Pancreas cells produce the hormone insulin
A Stanford University team found that calcineurin is key to the health of the insulin-producing pancreatic beta cells that are defective in diabetes.
A study on mice showed the protein regulates 10 genes that had already been associated with the condition.
The Nature study raises hope of new treatments for a condition which affects millions worldwide.
In diabetes, the beta cells produce too little insulin or none at all, which prevents cells of the body from being able to take in sugar after a meal.
Sugar accumulates in the blood, damaging the blood vessels, kidneys and eyes.
The fact that immune-suppressing drugs, such as those taken by people undergoing transplant operations, greatly increase the risk of diabetes alerted the Stanford team to calcineurin.
The drugs are known to put a stranglehold on the protein.
Protein production stopped
The researchers worked with mice bred to produce calcineurin in the pancreas only until they were born.
After birth, the pancreas in each mouse stopped producing the protein.
By 12 weeks of age, the mice, which had been born with a normal number of beta cells, were severely diabetic.
Cutting the supply of calcineurin was found to prevent the beta cells from increasing their numbers as the mice grew - more body mass requires more beta cells to keep blood sugar in check.
It also reduced the amount of insulin made by the existing beta cells.

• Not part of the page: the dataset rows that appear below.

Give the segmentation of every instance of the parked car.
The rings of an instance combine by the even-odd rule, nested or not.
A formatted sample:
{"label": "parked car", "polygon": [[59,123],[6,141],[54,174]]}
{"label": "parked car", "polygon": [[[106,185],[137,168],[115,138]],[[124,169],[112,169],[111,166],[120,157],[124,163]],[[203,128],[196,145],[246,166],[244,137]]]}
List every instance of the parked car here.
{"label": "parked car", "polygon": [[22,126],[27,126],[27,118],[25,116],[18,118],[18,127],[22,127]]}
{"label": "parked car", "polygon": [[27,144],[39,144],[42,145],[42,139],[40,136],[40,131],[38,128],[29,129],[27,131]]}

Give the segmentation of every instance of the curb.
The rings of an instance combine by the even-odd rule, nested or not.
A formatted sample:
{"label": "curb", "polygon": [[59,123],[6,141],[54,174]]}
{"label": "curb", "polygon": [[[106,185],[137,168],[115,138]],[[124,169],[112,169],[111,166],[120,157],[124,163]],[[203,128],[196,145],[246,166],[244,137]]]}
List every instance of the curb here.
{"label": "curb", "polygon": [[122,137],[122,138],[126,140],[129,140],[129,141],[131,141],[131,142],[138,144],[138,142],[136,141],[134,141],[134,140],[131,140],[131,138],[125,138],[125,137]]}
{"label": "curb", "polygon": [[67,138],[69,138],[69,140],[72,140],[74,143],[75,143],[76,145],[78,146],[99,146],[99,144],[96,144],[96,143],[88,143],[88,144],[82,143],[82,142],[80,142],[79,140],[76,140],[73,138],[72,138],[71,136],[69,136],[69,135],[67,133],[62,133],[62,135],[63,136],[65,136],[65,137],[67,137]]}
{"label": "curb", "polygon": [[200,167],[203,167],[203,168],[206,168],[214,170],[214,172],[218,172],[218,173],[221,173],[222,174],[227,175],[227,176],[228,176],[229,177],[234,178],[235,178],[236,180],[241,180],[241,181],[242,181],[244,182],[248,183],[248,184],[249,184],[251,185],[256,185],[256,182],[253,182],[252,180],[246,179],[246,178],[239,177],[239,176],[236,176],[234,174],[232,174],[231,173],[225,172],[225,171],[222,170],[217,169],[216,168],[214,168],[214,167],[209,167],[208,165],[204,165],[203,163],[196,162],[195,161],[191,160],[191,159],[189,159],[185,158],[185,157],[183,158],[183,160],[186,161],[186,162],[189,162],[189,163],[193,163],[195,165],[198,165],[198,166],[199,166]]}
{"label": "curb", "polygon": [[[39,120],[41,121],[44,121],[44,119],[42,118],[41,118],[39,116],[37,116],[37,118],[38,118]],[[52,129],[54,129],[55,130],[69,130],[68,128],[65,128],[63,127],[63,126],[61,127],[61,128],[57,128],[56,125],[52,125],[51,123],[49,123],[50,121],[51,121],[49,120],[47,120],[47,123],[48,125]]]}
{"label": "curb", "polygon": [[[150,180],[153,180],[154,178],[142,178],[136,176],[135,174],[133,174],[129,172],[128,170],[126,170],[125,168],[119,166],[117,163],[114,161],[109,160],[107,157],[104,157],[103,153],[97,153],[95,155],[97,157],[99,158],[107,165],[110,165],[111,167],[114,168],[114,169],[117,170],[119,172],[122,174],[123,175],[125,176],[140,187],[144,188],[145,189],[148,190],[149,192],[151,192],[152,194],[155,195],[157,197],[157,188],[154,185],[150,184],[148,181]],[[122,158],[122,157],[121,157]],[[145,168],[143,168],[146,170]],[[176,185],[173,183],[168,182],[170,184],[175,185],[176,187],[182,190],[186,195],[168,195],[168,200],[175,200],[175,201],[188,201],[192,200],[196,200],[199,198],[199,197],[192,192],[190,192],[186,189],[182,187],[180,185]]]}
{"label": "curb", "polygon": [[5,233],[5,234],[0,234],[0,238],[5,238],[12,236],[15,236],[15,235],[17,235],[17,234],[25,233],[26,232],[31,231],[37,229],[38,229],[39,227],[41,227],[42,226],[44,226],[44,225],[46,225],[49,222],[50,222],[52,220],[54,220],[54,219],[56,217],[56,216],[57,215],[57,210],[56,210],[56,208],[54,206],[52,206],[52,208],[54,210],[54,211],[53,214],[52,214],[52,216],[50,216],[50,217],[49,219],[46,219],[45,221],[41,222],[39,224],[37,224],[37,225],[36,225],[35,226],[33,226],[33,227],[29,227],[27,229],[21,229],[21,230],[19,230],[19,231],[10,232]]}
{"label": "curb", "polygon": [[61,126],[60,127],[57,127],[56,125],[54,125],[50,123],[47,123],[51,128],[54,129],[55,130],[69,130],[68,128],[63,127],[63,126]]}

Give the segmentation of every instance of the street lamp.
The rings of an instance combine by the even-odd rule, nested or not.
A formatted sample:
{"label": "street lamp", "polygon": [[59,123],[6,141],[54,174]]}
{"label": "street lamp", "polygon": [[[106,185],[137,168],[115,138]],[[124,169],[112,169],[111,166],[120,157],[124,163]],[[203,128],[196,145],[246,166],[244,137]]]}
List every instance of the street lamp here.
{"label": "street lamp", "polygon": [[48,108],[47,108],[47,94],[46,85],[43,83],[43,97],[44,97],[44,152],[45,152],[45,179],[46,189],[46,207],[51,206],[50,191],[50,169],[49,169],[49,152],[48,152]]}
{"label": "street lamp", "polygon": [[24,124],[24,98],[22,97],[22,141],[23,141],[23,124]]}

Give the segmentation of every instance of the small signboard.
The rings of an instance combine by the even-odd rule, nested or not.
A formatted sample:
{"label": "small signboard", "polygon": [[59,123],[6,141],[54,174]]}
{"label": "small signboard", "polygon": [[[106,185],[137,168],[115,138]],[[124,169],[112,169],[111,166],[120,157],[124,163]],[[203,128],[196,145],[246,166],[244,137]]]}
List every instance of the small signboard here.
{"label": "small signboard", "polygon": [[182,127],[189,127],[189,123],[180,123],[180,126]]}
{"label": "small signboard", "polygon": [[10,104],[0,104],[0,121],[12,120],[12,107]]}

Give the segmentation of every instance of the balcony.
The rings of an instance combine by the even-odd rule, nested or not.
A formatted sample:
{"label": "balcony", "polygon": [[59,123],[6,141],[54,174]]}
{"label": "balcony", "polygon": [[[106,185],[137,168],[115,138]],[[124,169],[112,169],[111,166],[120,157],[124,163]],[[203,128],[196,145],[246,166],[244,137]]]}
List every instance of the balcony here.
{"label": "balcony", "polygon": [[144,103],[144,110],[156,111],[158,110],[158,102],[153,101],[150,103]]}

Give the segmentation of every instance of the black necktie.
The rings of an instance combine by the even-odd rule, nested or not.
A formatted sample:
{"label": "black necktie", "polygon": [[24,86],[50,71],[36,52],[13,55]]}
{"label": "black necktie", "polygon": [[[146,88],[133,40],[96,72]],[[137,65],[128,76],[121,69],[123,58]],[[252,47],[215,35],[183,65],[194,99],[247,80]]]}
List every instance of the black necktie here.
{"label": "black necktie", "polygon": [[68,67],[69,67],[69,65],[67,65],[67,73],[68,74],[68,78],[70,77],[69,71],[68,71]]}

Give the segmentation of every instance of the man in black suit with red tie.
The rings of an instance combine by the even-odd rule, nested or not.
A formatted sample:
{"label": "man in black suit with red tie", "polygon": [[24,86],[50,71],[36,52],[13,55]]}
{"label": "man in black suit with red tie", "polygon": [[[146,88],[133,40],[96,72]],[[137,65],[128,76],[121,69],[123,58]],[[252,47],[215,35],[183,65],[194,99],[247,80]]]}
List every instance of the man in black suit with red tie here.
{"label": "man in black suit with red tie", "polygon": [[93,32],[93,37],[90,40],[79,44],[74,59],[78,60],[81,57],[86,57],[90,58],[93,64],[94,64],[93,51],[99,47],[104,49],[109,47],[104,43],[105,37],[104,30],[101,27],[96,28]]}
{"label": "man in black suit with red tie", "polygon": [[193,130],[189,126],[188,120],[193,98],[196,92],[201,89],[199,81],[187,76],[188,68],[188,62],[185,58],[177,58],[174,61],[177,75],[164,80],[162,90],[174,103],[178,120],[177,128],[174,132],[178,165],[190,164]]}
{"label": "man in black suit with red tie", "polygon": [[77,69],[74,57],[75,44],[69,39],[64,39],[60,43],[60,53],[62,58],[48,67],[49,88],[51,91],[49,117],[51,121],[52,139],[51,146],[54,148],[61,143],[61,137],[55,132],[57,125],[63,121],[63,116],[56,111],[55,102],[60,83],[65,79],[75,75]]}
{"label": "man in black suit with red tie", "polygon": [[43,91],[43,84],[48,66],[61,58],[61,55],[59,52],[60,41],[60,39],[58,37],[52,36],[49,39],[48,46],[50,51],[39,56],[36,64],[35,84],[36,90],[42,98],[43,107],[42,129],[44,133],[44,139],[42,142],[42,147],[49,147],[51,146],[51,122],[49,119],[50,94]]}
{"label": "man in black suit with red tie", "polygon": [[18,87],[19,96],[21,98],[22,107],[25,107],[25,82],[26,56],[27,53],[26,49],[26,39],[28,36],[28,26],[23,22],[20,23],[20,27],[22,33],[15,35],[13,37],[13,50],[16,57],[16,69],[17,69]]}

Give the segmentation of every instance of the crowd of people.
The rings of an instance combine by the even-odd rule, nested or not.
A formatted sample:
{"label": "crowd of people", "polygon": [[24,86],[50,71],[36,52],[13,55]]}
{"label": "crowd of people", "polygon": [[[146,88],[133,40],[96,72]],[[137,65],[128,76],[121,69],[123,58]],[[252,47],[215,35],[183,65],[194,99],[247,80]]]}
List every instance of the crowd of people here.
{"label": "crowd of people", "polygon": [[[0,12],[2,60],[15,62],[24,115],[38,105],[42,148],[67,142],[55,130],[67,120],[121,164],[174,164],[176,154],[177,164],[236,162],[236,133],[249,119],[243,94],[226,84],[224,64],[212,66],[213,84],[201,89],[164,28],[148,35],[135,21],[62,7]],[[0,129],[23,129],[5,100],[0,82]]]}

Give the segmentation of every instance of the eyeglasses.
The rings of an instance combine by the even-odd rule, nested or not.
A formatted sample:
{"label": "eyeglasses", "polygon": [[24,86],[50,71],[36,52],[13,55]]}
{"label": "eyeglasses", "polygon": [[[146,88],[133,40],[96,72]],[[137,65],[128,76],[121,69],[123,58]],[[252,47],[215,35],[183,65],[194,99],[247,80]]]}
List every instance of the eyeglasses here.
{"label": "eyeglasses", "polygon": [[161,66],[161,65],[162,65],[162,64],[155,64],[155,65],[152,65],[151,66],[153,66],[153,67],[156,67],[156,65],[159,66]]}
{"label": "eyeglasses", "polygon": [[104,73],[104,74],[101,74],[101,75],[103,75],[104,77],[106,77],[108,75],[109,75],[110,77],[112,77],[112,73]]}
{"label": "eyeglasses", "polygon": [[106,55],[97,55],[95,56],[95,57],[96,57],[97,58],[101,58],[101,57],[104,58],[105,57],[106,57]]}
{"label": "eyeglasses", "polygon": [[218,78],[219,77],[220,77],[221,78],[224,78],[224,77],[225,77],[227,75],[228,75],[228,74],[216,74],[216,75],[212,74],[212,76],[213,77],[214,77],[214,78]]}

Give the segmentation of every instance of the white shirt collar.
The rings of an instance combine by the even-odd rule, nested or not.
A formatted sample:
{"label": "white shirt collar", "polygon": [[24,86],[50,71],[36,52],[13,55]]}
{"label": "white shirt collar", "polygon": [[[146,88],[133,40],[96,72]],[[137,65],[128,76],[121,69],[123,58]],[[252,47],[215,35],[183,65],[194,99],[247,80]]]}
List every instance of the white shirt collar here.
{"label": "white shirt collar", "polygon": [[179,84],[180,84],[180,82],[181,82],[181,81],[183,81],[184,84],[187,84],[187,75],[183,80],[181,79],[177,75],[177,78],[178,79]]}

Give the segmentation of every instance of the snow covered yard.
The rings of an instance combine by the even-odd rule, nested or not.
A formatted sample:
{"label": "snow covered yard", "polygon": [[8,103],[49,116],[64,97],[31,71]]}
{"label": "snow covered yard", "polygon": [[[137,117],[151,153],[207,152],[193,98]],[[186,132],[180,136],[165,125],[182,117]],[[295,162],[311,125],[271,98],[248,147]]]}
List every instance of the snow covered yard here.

Researcher Dr Jeremy Heit said: "This work has led us and others to think in entirely new ways about diabetes.
"Until now people had identified individual genes or processes that were involved in diabetes.
"The new findings show that these lines of research are connected through a common regulator in calcineurin."
Next, the Stanford team bypassed calcineurin by artificially activating its protein sidekick, called NFAT.
Beta cells lacking calcineurin but with active NFAT behaved normally, multiplying as the mice aged and producing normal amounts of insulin.
The researchers said drugs that enhance the activity of calcineurin or NFAT could become a new treatment for type-2 diabetes, in which the beta cells do not produce enough insulin.
Drugs that inhibit calcineurin or NFAT may also treat diseases in which the beta cells produce too much insulin, such as hypoglycaemia or some pancreatic tumours.
Treating isolated beta cells with drugs that enhance calcineurin could make those cells divide, producing more cells for transplantation.
And activating calcineurin could potentially enable scientists to direct embryonic stem cells to become insulin-producing cells.
Dr Scott Campbell, vice president of research for the American Diabetes Association, said: "This work has the potential to be big.
"This is a step in the right direction and a major leap forward, but now we need to take it into humans."
Dr Angela Wilson, director of research at Diabetes UK, said: "This is a very interesting study.
"The prospect of novel drugs that could help to treat type 2 diabetes is welcome news given the epidemic numbers of people now developing the condition.
"This research is, however, at an early stage and the findings relate to mice. We look forward to seeing its relevance in humans."